Current development focus: See GitHub Projects below for detailed progress tracking across the complete herbarium digitization ecosystem.

Completed Research Contributions

  • ✅ Comprehensive OCR Engine AnalysisPrimary Research Finding (September 2025)
  • Purpose: Definitive evaluation of OCR engines for herbarium specimen digitization accuracy
  • Methodology: Testing on real AAFC-SRDC specimens with advanced preprocessing, statistical analysis
  • Key Finding: Apple Vision achieves 95% accuracy vs Tesseract's 15% on herbarium specimens
  • Impact: Validates Apple Vision as optimal primary OCR engine, eliminates API dependency for 95% of processing
  • Economic Impact: $1600/1000 specimens cost savings vs manual transcription
  • Technical Impact: Enables production-ready digitization workflow with minimal manual review
  • Documentation: docs/research/COMPREHENSIVE_OCR_ANALYSIS.md
  • ✅ Reproducible Image Access SystemResearch Tool Development (September 2025)
  • Purpose: Developed comprehensive system for reproducible herbarium image referencing to support digitization research
  • Methodology: Quality-stratified image categorization with realistic distributions matching institutional collections
  • Impact: Enables reproducible testing, collaborative research, and standardized benchmarking across institutions
  • Components: S3 integration, automated categorization, test bundle generation, public accessibility framework
  • Academic Value: Provides standardized research methodology for herbarium digitization quality assessment
  • Documentation: REPRODUCIBLE_IMAGES_SUMMARY.md

Immediate Priorities - Stakeholder Focused

Context: System ready for production deployment, stakeholders need tangible results demonstration.

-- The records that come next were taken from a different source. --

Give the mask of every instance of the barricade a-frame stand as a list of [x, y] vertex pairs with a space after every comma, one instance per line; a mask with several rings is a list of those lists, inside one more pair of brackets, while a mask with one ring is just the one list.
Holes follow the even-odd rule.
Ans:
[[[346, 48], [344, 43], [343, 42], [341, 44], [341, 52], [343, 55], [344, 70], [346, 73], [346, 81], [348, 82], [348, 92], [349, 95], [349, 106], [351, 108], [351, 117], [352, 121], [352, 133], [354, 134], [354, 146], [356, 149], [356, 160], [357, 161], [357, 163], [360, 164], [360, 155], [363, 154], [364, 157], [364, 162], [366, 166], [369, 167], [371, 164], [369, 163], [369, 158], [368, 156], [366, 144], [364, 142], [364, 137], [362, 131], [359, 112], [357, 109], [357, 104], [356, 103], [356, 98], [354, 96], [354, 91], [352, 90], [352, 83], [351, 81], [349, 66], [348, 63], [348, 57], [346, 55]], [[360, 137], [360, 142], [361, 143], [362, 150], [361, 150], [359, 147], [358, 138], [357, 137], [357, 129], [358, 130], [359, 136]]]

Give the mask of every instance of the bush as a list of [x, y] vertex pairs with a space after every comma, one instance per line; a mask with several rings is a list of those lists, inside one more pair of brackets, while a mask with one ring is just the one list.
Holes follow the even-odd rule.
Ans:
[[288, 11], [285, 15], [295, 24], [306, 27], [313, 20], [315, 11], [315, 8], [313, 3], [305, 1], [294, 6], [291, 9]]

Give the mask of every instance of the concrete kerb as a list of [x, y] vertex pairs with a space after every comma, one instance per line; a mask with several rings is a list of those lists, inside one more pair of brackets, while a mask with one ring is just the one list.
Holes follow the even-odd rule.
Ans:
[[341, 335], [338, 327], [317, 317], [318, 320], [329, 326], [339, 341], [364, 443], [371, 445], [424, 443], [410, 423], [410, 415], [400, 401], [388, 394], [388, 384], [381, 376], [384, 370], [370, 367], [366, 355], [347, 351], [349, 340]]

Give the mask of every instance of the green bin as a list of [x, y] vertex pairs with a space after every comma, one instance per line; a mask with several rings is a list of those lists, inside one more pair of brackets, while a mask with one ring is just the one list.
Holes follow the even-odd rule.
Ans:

Phase 1: MVP Dataset & Stakeholder Demonstration (Week 1)

  • ✅ MVP demonstration script ready - Process 50-100 specimens for stakeholder review
  • ✅ Stakeholder progress report - For Dr. Chrystel Olivier and Dr. Julia Leeson
  • ✅ Production system validated - 95% accuracy on real specimens
  • Ready for deployment - 2,800 specimens processable immediately

Phase 2: Full Production Deployment (Weeks 2-3)

  • Process 2,800 captured photos using validated Apple Vision pipeline
  • Quality control review with Dr. Julia Leeson (Herbarium Manager)
  • Darwin Core data delivery - GBIF-ready institutional dataset
  • Complete processing documentation with audit trail

Phase 3: Institutional Integration (Weeks 4-6)

  • Database integration - Transfer to institutional collection systems
  • Staff training completion - Handover to successor workflows
  • Long-term sustainability - Ongoing digitization procedures
  • Success metrics validation - Final project evaluation

See HANDOVER_PRIORITIES.md for detailed 8-week plan.

Long-term Development Features

  • Integrate multilingual OCR models for non-English labels — Future priority (#138)
  • Integrate GBIF taxonomy and locality verification into QC pipeline — Future priority (#139)

Issue Management

Create GitHub issues from roadmap entries:

python scripts/create_roadmap_issues.py --repo <owner>/<repo> \
    --project-owner <owner> --project-number <n>

This script keeps the roadmap synchronized with GitHub Projects for automated agent workflows.

Medium Priority Features

  • Support GPU-accelerated inference for Tesseract — Q3 2025 (#186)
  • Populate mapping rules in config/rules/dwc_rules.toml and config/rules/vocab.toml (#157)
  • Audit trail for import steps with explicit user sign-off (#193)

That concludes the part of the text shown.